- Mirsharai Municipality Location of the Mirsharai Municipality within Bangladesh
- Coordinates: 22°45′N 91°32′E﻿ / ﻿22.750°N 91.533°E
- Country: Bangladesh
- Division: Chittagong
- District: Chittagong
- Established: 8 November 2000
- Ward: 9

Government
- • Mayor: Vacant

Area
- • Total: 10.50 km^{2} (4.05 sq mi)

Population (2022)
- • Total: 21,611
- • Density: 2,058/km^{2} (5,331/sq mi)
- Time zone: UTC+6:00
- Postal code: 4320

= Mirsharai Municipality =

Municipality in Chittagong, Bangladesh

Mirsharai Municipality (মীরসরাই পৌরসভা) is a Class A municipality in the Mirsharai Upazila of Chittagong District in the Chittagong Division of Bangladesh.

==History==
Mirsharai Municipality was inaugurated on 8 November 2000. According to the government gazette notification (S.R.O No-358/Act-2000, dated 10 December 2000), the municipality was officially declared, and its activities commenced on 12 April 2001. It was later upgraded to a "Class A" municipality in 2023. The municipality was formed with six mouzas: Machimpur, Raghabpur, Middle Maghadia, Kismat Jafarabad, East Maghadia and Govania.

==Geography==
The area of Mirsharai municipality is 10.50 square kilometres.

==Demographics==
According to the 2022 census, the population of Mirsharai Municipality was 21,611, of which 10,392 were males and 11,219 were females. The municipality had a total of 5,158 families.

==Administrative area==
Mirsharai Municipality is located in the central part of Mirsharai Upazila, about 60 kilometres away from the Chittagong District headquarters. It is bounded on the north by Mithanala Union, Maghadia Union and Mirsharai Union; on the east by Maghadia Union, Mirsharai Union and Khaiyachhara Union; on the south by Khaiyachhara Union and Mayani Union; and on the west by Saherkhali Union, Ichhakhali Union, Mithanala Union and Maghadia Union.

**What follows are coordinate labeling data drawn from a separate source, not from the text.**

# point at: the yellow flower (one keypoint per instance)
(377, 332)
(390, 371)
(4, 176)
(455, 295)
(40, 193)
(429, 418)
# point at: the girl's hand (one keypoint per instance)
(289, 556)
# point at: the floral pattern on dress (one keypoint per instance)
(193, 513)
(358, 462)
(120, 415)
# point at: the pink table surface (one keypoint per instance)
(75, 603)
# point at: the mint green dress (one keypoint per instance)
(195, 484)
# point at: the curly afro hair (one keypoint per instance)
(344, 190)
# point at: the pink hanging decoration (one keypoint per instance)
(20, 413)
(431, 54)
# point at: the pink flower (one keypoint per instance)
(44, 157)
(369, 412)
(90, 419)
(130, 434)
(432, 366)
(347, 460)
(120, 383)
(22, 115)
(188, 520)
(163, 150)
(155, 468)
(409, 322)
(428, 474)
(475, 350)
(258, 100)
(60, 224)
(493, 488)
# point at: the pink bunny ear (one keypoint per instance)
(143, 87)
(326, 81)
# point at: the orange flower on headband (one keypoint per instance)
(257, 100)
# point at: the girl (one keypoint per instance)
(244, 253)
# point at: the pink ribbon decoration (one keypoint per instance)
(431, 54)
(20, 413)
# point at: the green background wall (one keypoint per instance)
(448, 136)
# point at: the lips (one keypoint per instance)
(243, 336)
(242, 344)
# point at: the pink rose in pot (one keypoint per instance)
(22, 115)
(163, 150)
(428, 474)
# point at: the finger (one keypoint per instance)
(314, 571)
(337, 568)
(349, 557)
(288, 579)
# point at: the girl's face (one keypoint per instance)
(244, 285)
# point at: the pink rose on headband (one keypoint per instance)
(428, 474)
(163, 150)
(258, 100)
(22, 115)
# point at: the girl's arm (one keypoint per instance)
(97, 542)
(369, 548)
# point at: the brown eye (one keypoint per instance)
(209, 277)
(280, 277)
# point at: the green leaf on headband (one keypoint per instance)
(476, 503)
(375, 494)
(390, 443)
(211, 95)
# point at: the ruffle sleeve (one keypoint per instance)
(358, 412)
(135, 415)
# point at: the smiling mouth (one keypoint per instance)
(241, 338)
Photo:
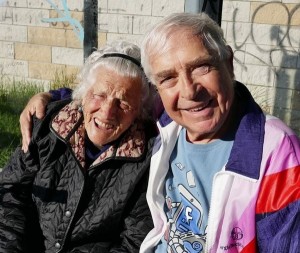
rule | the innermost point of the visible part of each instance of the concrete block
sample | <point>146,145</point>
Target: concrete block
<point>264,34</point>
<point>30,17</point>
<point>6,15</point>
<point>72,72</point>
<point>103,6</point>
<point>258,75</point>
<point>13,33</point>
<point>238,33</point>
<point>269,13</point>
<point>295,18</point>
<point>102,39</point>
<point>133,38</point>
<point>44,71</point>
<point>68,56</point>
<point>162,8</point>
<point>6,49</point>
<point>264,96</point>
<point>141,24</point>
<point>57,4</point>
<point>13,67</point>
<point>15,3</point>
<point>129,7</point>
<point>236,11</point>
<point>38,4</point>
<point>284,57</point>
<point>75,15</point>
<point>31,52</point>
<point>287,78</point>
<point>72,40</point>
<point>292,38</point>
<point>260,55</point>
<point>46,36</point>
<point>115,23</point>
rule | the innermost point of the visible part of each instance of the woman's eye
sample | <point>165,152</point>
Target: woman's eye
<point>98,96</point>
<point>202,70</point>
<point>124,106</point>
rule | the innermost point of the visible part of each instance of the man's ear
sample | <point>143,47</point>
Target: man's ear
<point>230,61</point>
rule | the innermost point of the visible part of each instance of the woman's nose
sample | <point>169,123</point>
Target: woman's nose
<point>109,109</point>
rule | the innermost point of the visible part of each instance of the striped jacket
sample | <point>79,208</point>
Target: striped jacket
<point>255,204</point>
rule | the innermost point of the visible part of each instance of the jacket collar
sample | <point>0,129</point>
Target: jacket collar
<point>68,125</point>
<point>246,154</point>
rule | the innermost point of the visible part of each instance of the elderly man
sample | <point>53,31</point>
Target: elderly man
<point>224,176</point>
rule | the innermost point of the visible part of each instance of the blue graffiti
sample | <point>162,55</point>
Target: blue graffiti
<point>2,2</point>
<point>66,17</point>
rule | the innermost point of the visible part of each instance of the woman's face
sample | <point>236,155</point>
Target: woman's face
<point>111,105</point>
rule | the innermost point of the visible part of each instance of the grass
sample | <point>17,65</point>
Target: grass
<point>14,95</point>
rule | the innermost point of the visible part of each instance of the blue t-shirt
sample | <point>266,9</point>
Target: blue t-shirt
<point>188,192</point>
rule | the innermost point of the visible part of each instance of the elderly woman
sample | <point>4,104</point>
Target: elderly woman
<point>81,185</point>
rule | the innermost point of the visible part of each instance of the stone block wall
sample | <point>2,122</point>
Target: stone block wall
<point>265,37</point>
<point>40,38</point>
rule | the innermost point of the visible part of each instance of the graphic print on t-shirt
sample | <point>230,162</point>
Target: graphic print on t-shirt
<point>184,233</point>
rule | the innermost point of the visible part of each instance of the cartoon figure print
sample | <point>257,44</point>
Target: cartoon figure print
<point>185,224</point>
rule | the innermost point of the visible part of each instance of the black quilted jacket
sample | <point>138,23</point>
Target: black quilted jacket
<point>50,201</point>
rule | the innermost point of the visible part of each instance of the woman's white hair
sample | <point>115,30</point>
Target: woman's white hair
<point>201,25</point>
<point>121,66</point>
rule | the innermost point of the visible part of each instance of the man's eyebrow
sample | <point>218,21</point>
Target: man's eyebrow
<point>163,73</point>
<point>199,61</point>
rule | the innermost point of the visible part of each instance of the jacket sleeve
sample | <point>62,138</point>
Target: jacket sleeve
<point>278,205</point>
<point>137,223</point>
<point>18,219</point>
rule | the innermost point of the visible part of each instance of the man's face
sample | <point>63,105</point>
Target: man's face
<point>197,91</point>
<point>111,105</point>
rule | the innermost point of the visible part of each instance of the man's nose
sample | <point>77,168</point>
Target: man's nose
<point>188,88</point>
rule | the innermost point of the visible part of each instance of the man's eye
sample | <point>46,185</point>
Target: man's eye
<point>166,82</point>
<point>99,96</point>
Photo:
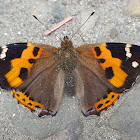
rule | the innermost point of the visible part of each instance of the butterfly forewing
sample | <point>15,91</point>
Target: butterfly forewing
<point>37,74</point>
<point>33,75</point>
<point>107,70</point>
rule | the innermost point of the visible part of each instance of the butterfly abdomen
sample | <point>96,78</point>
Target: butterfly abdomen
<point>67,58</point>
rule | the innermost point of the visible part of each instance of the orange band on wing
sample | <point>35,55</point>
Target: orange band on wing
<point>13,76</point>
<point>24,100</point>
<point>104,104</point>
<point>119,76</point>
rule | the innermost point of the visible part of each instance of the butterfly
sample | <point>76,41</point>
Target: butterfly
<point>37,74</point>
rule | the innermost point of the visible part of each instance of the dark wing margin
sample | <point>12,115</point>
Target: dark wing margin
<point>106,71</point>
<point>30,70</point>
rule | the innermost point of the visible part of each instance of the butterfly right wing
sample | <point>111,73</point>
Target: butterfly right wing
<point>31,71</point>
<point>105,71</point>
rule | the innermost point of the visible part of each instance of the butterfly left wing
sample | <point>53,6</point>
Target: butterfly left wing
<point>105,70</point>
<point>30,70</point>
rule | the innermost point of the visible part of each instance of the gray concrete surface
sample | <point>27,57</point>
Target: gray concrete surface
<point>115,21</point>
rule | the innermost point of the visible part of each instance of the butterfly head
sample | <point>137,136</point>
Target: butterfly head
<point>66,42</point>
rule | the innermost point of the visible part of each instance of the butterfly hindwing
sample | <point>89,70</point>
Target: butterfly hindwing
<point>31,72</point>
<point>112,67</point>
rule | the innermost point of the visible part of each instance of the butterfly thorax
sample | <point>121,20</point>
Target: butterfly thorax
<point>67,55</point>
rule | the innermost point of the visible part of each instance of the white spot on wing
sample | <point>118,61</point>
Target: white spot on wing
<point>127,49</point>
<point>135,64</point>
<point>3,53</point>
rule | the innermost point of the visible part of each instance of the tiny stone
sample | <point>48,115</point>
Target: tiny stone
<point>19,32</point>
<point>133,8</point>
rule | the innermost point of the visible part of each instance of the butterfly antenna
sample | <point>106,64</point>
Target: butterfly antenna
<point>83,24</point>
<point>45,26</point>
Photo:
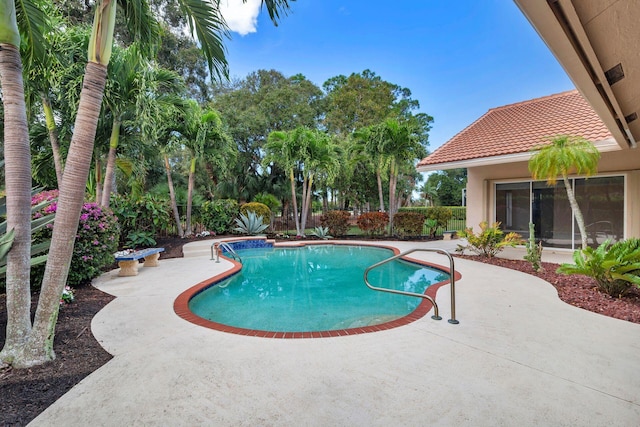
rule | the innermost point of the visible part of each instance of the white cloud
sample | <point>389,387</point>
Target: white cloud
<point>241,17</point>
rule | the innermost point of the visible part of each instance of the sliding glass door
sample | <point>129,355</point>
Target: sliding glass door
<point>601,201</point>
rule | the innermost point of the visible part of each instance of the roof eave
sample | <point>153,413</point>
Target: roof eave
<point>606,145</point>
<point>558,24</point>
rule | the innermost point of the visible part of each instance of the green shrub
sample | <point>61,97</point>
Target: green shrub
<point>96,241</point>
<point>373,223</point>
<point>149,213</point>
<point>260,209</point>
<point>321,233</point>
<point>336,221</point>
<point>534,250</point>
<point>137,239</point>
<point>268,199</point>
<point>250,224</point>
<point>409,223</point>
<point>615,267</point>
<point>217,215</point>
<point>432,227</point>
<point>490,241</point>
<point>441,214</point>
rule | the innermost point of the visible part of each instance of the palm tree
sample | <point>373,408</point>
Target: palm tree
<point>18,169</point>
<point>203,135</point>
<point>319,157</point>
<point>367,144</point>
<point>397,143</point>
<point>564,155</point>
<point>133,96</point>
<point>26,346</point>
<point>430,192</point>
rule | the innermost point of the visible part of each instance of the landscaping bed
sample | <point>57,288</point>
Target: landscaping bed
<point>26,393</point>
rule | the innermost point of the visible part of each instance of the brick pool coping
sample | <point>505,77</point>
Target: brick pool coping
<point>181,304</point>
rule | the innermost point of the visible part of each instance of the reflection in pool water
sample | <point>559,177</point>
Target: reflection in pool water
<point>313,288</point>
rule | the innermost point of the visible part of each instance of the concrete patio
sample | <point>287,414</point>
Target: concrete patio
<point>520,356</point>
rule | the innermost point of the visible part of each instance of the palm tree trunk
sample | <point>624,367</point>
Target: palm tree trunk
<point>393,180</point>
<point>295,201</point>
<point>306,202</point>
<point>576,211</point>
<point>98,174</point>
<point>71,197</point>
<point>17,158</point>
<point>172,196</point>
<point>192,179</point>
<point>53,137</point>
<point>380,195</point>
<point>111,163</point>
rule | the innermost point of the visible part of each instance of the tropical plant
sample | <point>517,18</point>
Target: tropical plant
<point>321,233</point>
<point>218,215</point>
<point>616,267</point>
<point>284,150</point>
<point>441,215</point>
<point>28,344</point>
<point>336,221</point>
<point>409,223</point>
<point>95,242</point>
<point>489,241</point>
<point>136,239</point>
<point>534,250</point>
<point>250,224</point>
<point>202,133</point>
<point>319,157</point>
<point>38,221</point>
<point>563,156</point>
<point>150,214</point>
<point>260,209</point>
<point>134,93</point>
<point>373,223</point>
<point>432,227</point>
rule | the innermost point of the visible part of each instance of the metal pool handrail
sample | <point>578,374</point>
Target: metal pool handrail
<point>436,315</point>
<point>226,247</point>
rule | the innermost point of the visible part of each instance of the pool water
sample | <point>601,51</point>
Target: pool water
<point>313,288</point>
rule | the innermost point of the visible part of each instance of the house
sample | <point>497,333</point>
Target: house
<point>596,43</point>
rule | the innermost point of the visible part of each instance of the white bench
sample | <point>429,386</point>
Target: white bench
<point>129,261</point>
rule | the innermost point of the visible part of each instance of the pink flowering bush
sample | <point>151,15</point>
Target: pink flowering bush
<point>96,240</point>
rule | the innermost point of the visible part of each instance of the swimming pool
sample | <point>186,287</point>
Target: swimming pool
<point>313,290</point>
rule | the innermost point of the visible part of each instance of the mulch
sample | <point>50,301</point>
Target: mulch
<point>26,393</point>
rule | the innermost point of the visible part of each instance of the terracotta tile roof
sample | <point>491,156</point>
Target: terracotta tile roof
<point>516,128</point>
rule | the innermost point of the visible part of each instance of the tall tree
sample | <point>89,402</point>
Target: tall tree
<point>203,135</point>
<point>398,143</point>
<point>17,170</point>
<point>263,102</point>
<point>27,346</point>
<point>284,149</point>
<point>319,156</point>
<point>563,156</point>
<point>137,87</point>
<point>364,99</point>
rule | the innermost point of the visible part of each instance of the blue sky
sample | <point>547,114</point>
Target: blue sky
<point>459,59</point>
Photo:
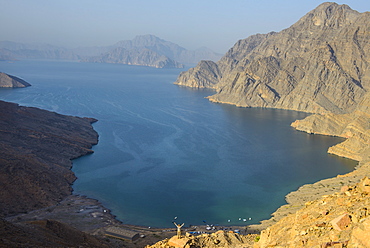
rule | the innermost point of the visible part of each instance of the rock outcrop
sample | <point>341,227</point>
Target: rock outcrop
<point>318,65</point>
<point>9,81</point>
<point>36,148</point>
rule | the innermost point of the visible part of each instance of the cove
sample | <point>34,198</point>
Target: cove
<point>165,151</point>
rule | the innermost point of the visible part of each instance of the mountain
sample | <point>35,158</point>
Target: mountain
<point>13,50</point>
<point>317,65</point>
<point>9,81</point>
<point>150,50</point>
<point>146,50</point>
<point>135,56</point>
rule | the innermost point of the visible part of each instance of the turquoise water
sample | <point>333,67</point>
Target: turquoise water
<point>166,151</point>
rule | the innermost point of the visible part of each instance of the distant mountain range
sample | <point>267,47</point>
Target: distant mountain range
<point>145,50</point>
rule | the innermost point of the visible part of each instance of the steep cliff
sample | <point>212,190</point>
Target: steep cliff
<point>318,65</point>
<point>36,148</point>
<point>9,81</point>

Mirsharai Municipality is part of Chittagong-1 (Constituency 278) of the Jatiya Sangsad. The municipal administration falls under Mirsharai Thana. The municipality consists of 9 wards and 27 villages or mahallas.

The villages/mahallas under each ward are as follows:
| Ward No. | Villages/Mahallas |
|---|---|
| 1 | Middle Talbaria (partial) |
| 2 | Middle Talbaria (partial), South Talbaria (partial), East Mirsharai (partial) |
| 3 | South Talbaria (partial), East Mirsharai (partial), Noapara, East Govania (partial) |
| 4 | East Mirsharai (partial), East Govania (partial), Ambaria (partial) |
| 5 | West Mirsharai, 2 No. Tarakatia (partial), Govania (partial) |
| 6 | Govania (partial), Middle Maghadia (partial), 2 No. Tarakatia (partial) |
| 7 | Middle Maghadia (partial), 2 No. Tarakatia (partial), Tarakatia (partial), Govania (partial) |
| 8 | Nazir Para, Tarakatia (partial), Poddar Taluk (partial) |
| 9 | Middle Maghadia (partial), Poddar Taluk (partial) |

==Government==
===Mayors===
- Current Mayor: Vacant.

List of Municipal Administrators and Mayors:
| Years | Mayor | Political Party |
|---|---|---|
| 2001–2001 | Azharul Haque Chowdhury | Independent |
| 2001–2002 | Mohammad Abdul Hai | Independent |
| 2002–2010 | Abul Faruk Mia | BNP |
| 2011–2015 | Md Shahjahan | Awami League |
| 2015 – 2024 | Gias Uddin | Awami League |

==Education==
According to the Bangladesh Population and Housing Census 2022, the literacy rate of Mirsharai Municipality is 83.93%.

Educational institutions in Mirsharai Municipality
| Type of Institution | Number |
|---|---|
| College | 1 |
| Kamil Madrasa | 1 |
| Secondary School | 2 |
| Model School and College | 1 |
| Nurani Madrasa | 3 |
| Government Primary School | 3 |
| Municipal Primary School | 1 |
| Maktab/Forkania Madrasa | 20 |
| Kindergarten | 1 |

==Health==

Health facilities in Mirsharai Municipality
| Type of Facility | Number |
|---|---|
| Health Complex | 1 |
| Family Planning Clinic | 1 |
| Private Hospital | 2 |
| Diagnostic Center | 2 |
| Community Clinic | 1 |

==Transportation==
The main road of communication in Mirsharai Municipality is the Dhaka-Chittagong Highway. In addition, there are 35 kilometers of paved roads and 10 kilometers of semi-paved roads within the municipality.

==Economy==
Mirsharai Municipality has 3 industrial factories and 5 small-scale cottage industries.